I let my finger travel down the smooth curve of her cheek, and it popped into my head, like the first time I’d seen the sta
rs through the clouds when I’d tapped into my soul-magic.
“What about Astra?” I asked. “It means star, y’know, cause she’s…” I lifted my head from staring down at her to find all five guys looking at me, their expressions ranging from amused to sleepy. “It’s not dumb,” I said defensively. When none of them said anything. “We can try it.”
“What, see if she responds to it?” Charlie teased. “She’s not a dog.”
“Well, you would know, wouldn’t you,” I grumbled and looked back down at my niece. Astra. That was nice, right?
“Kids might call her Asstra,” Cash drawled, “but we’ll beat them up.”
“You’re not gonna fuckin’ beat up any little kids,” Eli argued, the two of them glaring at each other.
“I would so fuckin’ beat up a little fuckin’ kid,” Cash shot back.
“Hey, Astra’s sleeping,” Ace cut in.
“Yeah, old farts, the baby is sleeping, so keep it down.” Charlie bent to scoop her up from my arms. “Let’s get you into a proper bed, without the old men whining and snarling at each other to keep you up, huh?” I watched him go, Ace following closely behind.
“Just wait until it’s your pup,” Cash said mutinously. “You’d cut off faces for your pup’s safety.” I patted his hand to calm him and turned to Finn.
“You’re awful quiet about it,” I commented. He shrugged at my words and smiled.
“I figure I’ll just call her baby-cakes for the rest of her life anyway, so what does it matter what you name her?” He winked at me and then bent over the arm of the couch, pulling up one of the acoustic guitars the guys kept scattered around the living room. He pulled it into his lap, fingers dragging along the strings. He may not have been Charlie or Eli on the guitar, but he still played well enough, and with his natural wolfish ability to woo anyone with magic, I felt myself turning toward him, my attention centered on him. “We better write her a lullaby. What rhymes with baby-cakes?”
I got to my feet.
“You figure that out,” I said, “I need to make a call and make sure our flights to Europe are all straightened out.” I stepped over legs as I left the oldest three wolves behind me and slipped into the kitchen. The house wasn’t modern, not like Wolfe’s apartment in Seattle had been, but this place was different.
This place was all ours. Bought and paid for with royalties, an unusual little Tudor-style 3-bedroom house in Los Angeles’s Burbank suburb. The rooms were small, but it was cozy, and it was starting to feel like home. It had a high, ten-foot brick fence all around it covered in vines, so the guys felt safe like just that could keep the monsters at bay. We weren’t being chased anymore, but old habits died like dogs in the darkness… slowly, and silently. We’d be carrying our fears and mental scars for a long time.

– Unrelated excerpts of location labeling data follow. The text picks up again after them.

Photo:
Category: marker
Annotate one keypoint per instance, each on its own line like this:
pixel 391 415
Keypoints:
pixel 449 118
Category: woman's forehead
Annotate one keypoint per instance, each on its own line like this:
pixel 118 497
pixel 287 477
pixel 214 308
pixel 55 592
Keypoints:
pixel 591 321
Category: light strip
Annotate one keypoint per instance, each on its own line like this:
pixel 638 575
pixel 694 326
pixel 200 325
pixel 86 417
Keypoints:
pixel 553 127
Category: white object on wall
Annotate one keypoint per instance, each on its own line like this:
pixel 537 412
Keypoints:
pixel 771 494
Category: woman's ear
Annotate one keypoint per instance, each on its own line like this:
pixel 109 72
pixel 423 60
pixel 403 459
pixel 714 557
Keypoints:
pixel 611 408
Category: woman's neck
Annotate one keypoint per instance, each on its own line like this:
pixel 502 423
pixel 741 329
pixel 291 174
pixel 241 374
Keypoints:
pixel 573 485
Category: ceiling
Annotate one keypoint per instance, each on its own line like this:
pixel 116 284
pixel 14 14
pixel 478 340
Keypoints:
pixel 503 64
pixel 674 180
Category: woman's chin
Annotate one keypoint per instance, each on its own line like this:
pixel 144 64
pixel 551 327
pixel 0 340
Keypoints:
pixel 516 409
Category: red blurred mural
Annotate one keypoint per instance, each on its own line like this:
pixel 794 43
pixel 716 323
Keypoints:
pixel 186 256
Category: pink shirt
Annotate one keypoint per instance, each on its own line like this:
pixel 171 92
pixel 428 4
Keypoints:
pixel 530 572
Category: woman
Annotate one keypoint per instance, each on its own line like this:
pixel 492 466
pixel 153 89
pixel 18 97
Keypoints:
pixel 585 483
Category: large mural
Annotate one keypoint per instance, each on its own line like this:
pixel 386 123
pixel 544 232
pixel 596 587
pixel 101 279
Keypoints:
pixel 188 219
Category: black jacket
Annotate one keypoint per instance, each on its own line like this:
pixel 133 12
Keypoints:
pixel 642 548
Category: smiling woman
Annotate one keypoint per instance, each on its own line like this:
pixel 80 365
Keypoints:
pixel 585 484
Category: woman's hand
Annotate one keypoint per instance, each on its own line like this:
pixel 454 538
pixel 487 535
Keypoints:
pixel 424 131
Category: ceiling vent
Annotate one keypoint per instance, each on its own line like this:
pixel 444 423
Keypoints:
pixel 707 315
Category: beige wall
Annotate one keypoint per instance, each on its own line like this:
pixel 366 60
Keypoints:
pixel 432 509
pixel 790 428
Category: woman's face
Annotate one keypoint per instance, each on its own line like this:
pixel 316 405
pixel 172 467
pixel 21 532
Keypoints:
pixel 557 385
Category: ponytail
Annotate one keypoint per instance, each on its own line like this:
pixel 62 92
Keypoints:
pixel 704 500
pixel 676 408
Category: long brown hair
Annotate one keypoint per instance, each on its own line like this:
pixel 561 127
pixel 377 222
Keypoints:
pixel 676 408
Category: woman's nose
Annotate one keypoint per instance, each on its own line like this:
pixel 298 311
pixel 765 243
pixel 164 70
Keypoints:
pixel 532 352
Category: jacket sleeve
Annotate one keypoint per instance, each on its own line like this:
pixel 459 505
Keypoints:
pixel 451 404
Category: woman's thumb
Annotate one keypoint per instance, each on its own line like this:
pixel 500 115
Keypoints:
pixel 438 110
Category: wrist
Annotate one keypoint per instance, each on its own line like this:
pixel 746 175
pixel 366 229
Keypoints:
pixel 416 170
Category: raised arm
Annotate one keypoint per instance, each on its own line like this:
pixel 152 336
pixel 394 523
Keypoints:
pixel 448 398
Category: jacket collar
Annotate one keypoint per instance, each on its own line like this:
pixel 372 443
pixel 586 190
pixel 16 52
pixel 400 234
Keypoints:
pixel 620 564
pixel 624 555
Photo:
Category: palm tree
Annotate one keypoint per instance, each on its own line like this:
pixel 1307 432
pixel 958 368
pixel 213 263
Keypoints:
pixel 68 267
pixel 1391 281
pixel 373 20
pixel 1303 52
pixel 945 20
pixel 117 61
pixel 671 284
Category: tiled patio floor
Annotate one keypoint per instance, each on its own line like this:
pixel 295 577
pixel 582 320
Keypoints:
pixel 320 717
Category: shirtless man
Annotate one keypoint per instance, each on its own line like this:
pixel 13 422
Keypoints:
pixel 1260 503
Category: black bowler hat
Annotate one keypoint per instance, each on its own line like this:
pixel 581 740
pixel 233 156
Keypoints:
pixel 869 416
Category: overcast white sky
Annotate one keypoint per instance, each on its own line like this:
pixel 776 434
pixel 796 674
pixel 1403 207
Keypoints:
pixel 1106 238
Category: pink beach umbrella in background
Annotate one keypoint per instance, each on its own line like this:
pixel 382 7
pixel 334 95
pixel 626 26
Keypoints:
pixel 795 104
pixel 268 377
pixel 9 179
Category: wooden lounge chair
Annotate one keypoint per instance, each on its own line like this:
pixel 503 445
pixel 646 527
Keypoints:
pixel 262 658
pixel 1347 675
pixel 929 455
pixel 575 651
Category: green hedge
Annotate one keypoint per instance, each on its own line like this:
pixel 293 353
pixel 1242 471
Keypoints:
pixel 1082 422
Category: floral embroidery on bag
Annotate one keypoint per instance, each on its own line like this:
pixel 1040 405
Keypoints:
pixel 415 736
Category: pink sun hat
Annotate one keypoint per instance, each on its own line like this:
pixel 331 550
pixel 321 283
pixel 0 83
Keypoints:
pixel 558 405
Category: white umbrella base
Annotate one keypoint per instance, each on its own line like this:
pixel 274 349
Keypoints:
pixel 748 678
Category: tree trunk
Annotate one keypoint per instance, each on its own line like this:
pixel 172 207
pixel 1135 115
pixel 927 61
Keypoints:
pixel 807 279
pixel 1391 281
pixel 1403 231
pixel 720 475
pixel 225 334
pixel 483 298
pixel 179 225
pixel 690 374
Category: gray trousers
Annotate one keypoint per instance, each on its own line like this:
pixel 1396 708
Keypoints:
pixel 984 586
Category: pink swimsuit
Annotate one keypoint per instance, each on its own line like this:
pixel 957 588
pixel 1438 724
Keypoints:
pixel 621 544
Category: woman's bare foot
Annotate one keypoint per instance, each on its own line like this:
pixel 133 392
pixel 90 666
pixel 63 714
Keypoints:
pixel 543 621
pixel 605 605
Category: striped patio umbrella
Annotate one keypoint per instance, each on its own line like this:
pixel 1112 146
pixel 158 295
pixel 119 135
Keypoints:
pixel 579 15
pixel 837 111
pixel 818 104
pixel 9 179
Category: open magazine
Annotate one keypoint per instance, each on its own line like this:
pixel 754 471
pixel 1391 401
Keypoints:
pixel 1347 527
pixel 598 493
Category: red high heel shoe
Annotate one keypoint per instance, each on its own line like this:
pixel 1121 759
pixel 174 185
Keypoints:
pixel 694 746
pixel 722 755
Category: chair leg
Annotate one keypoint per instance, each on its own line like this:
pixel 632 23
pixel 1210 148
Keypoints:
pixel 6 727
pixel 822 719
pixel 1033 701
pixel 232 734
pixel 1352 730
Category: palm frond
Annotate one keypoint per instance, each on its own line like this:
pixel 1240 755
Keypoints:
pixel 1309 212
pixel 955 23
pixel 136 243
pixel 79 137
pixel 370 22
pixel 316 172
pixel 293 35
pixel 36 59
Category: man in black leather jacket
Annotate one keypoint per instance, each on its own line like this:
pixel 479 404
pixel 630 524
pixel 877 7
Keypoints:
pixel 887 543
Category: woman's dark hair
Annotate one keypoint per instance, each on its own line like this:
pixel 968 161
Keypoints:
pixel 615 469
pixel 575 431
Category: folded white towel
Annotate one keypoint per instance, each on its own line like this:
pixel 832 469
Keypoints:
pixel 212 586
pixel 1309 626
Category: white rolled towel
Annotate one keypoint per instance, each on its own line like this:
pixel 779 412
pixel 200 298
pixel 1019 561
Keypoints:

And after everything we’d gone through, we wanted to go someplace sunny for a while. A long while. The kitchen had been redone before we’d moved, white tile everywhere, and I leaned up against the sink’s apron-front, so I could stare out the windows above it, out onto the back garden. Thumb-roses crept their way up a trellis, and maybe one day they’d make a full arch of it, one day when Astra was old enough to sit under it with me, reading.
Maybe she’d even inherit her mother’s powers, and she could help the roses grow. Tears blurred my vision, and I closed my eyes.
I couldn’t say I had everything I wanted, but what I did have was more than enough.
“You alright?” Finn’s liquid-smooth voice poured over me, and I turned to find him standing in the entry-way. He leaned against it, arms crossed over his chest, a soft look on his face. “You crying, sweetheart? If you missed me that bad, I was right in the living-room this whole time.”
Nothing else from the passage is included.